Aktualisierung der russischen Nukleardoktrin als Reaktion auf westliche Politik

Von Andrei Restschikow

Russland befindet sich momentan in einem Prozess der Aktualisierung seiner Nukleardoktrin, wie Dmitri Peskow, der Pressesprecher des russischen Präsidenten, mitteilte. Die Überarbeitung sei eine Folge der aktuellen geopolitischen Spannungen, die “durch die Handlungen des kollektiven Westens” bedingt seien, einschließlich der Ablehnung von Gesprächen durch Washington und Brüssel mit Moskau.

Des Weiteren verstärke der Westen seinen “offensiven Kurs gegen die Interessen und die Sicherheit der Russischen Föderation” und trage so zu einer Intensivierung des Konfliktes in der Ukraine bei. Russlands stellvertretender Außenminister Sergei Rjabkow erklärte, dass die Anpassungen des Dokuments auf einer Bewertung der jüngsten Konflikte und westlichen Aktionen während der russischen Militäroperation in der Ukraine basieren, berichtete die Nachrichtenagentur TASS.
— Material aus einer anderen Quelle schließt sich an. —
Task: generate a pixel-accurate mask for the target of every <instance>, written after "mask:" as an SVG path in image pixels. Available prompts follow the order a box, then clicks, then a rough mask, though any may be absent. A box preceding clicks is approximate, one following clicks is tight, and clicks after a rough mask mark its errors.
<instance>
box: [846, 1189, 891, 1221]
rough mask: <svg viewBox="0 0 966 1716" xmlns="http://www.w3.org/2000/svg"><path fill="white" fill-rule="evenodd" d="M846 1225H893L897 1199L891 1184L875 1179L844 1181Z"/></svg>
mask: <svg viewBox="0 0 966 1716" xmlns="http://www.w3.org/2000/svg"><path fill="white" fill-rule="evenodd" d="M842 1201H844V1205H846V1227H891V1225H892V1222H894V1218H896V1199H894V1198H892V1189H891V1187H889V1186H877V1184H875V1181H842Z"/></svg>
Rjabkow fügte hinzu, dass die Änderungen direkt die “Grundlagen der staatlichen Politik im Bereich der nuklearen Abschreckung” betreffen würden. Außenminister Sergei Lawrow merkte Ende August an, dass die russische Nukleardoktrin “präzisiert” werde und dass die USA darüber “genau informiert” seien.

Militärexperten spekulieren, dass die Aktualisierung als Reaktion auf die Wiederaufnahme von umfassenden Atomwaffentests durch die USA erfolgen könnte. Auch die wissenschaftliche Gemeinschaft hat Anpassungen gefordert. In einem Interview mit der Zeitung Moskowski Komsomolez beschrieb der internationale Experte Sergei Karaganow das bestehende Dokument als “veraltet” und behauptete, es ebne der NATO-Erweiterung den Weg.
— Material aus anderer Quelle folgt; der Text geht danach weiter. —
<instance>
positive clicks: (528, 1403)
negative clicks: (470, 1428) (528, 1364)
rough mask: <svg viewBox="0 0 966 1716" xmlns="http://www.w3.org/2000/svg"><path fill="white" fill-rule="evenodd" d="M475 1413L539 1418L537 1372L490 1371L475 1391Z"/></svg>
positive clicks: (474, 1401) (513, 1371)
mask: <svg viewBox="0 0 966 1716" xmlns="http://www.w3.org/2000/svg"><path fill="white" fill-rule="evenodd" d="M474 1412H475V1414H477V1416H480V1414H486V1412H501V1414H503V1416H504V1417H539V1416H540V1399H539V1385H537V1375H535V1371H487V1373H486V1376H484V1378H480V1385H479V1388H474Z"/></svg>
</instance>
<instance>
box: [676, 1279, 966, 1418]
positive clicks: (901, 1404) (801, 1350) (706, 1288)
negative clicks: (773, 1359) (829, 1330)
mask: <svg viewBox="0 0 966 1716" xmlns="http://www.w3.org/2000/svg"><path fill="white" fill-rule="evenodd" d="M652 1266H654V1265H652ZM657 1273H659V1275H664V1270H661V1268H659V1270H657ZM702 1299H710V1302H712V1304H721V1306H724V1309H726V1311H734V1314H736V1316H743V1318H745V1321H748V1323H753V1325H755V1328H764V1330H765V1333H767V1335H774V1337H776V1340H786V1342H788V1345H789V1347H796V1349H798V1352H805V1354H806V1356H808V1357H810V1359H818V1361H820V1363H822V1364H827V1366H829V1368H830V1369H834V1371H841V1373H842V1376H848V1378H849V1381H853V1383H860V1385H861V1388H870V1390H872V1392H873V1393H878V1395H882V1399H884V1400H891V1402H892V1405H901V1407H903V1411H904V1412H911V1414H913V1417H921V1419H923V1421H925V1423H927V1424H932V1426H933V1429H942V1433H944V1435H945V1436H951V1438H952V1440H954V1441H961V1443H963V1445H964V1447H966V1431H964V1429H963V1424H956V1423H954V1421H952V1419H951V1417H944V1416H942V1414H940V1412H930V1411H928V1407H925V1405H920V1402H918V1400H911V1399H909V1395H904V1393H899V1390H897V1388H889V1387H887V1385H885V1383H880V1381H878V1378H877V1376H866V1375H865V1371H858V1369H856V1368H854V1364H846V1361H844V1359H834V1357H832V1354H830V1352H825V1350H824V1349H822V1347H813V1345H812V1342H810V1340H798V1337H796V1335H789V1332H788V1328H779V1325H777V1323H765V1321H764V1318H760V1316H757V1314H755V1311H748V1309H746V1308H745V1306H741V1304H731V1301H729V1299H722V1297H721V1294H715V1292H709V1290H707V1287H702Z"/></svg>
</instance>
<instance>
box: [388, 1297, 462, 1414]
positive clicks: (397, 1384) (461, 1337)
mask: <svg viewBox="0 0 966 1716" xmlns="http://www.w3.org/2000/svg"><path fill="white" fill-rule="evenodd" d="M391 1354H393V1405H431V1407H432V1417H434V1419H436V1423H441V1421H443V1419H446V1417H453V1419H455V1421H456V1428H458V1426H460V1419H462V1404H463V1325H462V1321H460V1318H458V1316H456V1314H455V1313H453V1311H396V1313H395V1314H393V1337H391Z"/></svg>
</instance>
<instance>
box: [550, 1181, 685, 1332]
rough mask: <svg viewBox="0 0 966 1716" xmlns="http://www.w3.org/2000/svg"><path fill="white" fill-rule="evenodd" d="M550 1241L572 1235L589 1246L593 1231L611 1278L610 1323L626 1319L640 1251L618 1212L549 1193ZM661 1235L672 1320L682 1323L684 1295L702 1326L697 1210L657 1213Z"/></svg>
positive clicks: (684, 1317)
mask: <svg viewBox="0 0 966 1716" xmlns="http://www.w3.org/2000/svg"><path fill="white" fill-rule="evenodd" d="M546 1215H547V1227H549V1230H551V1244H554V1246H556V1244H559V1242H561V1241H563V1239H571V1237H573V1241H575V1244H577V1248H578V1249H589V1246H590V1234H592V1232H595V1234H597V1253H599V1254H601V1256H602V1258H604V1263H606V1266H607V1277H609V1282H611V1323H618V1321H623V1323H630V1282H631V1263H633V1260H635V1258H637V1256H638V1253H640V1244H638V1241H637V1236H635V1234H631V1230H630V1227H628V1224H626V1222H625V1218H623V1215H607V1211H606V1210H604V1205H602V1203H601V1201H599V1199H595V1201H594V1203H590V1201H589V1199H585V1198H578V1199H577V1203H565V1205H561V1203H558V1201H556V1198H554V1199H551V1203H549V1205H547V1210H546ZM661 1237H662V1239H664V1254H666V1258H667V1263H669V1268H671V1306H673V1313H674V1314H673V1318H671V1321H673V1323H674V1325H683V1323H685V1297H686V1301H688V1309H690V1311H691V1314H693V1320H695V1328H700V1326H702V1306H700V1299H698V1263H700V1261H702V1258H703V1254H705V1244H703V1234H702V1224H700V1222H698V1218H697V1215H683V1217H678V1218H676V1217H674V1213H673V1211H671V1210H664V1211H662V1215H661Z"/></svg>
Karaganow betonte, das Hauptziel des Dokuments sei es, dem Feind die Gewissheit eines nuklearen Vergeltungsschlages im Falle einer Aggression zu vermitteln. “Wenn Moskau die Formulierungen in der Doktrin nicht verändert und nicht weiter auf der ‘Eskalationsleiter’ aufsteigt, stehen uns düstere Aussichten bevor”, warnte er.

Präsident Wladimir Putin erklärte noch im Juni, dass Russland über Anpassungen seiner Nukleardoktrin nachdenke, um der sinkenden Einsatzschwelle für Nuklearwaffen durch potenzielle Gegner entgegenzuwirken. Er betonte, Moskau werde die Entwicklung seiner Nukleartriade als “Garantie für strategische Abschreckung und globale Kräftebalance” fortsetzen.

Als einer der Auslöser für solche Überlegungen gilt die Lieferung von F-16-Kampfflugzeugen an das ukrainische Militär. Schon im Mai teilte das russische Außenministerium mit, dass Moskau die F-16 in der Ukraine als potenzielle Nuklearwaffenträger betrachten würde, da diese Flugzeuge entsprechend ausgerüstet werden können.

“Die aktuelle Nukleardoktrin Russlands erlaubt den Einsatz von Waffen als Reaktion. Der Angriff darf nicht nuklear sein, muss jedoch entweder eine existenzielle Bedrohung darstellen, die die Existenz des Staates gefährdet, oder einen Angriff auf die nukleare Infrastruktur beinhalten”, erläutert Andrei Klinzewitsch, Leiter des Zentrums für Erforschung militärischer und politischer Konflikte.

“Heute stehen wir kurz davor, dass die USA dem ukrainischen Militär hochpräzise Raketen mit großer Reichweite vom Typ JASSM liefern. Das erfordert eine strategische Verschiebung von Eindämmung zu nuklearer Abschreckung, um den Feind von einem Angriff auf russisches Territorium abzuschrecken”, sagt Klinzewitsch.

Er vermutet, dass die Doktrin wohl präziser formulieren wird, wann Russland taktische bzw. strategische Nuklearwaffen einsetzt, und dass wahrscheinlich auch die zulässige Zahl von Waffenträgern und deren Einsatzmethoden berücksichtigt wird. “Werden wir Atomwaffentests demonstrativ durchführen, um zu zeigen, dass wir es ernst meinen? All diese Details, einschließlich einer möglichen Stationierung von Atomwaffen in der Arktis und im Weltraum, werden in den ‘Grundlagen’ berücksichtigt werden”, so der Experte.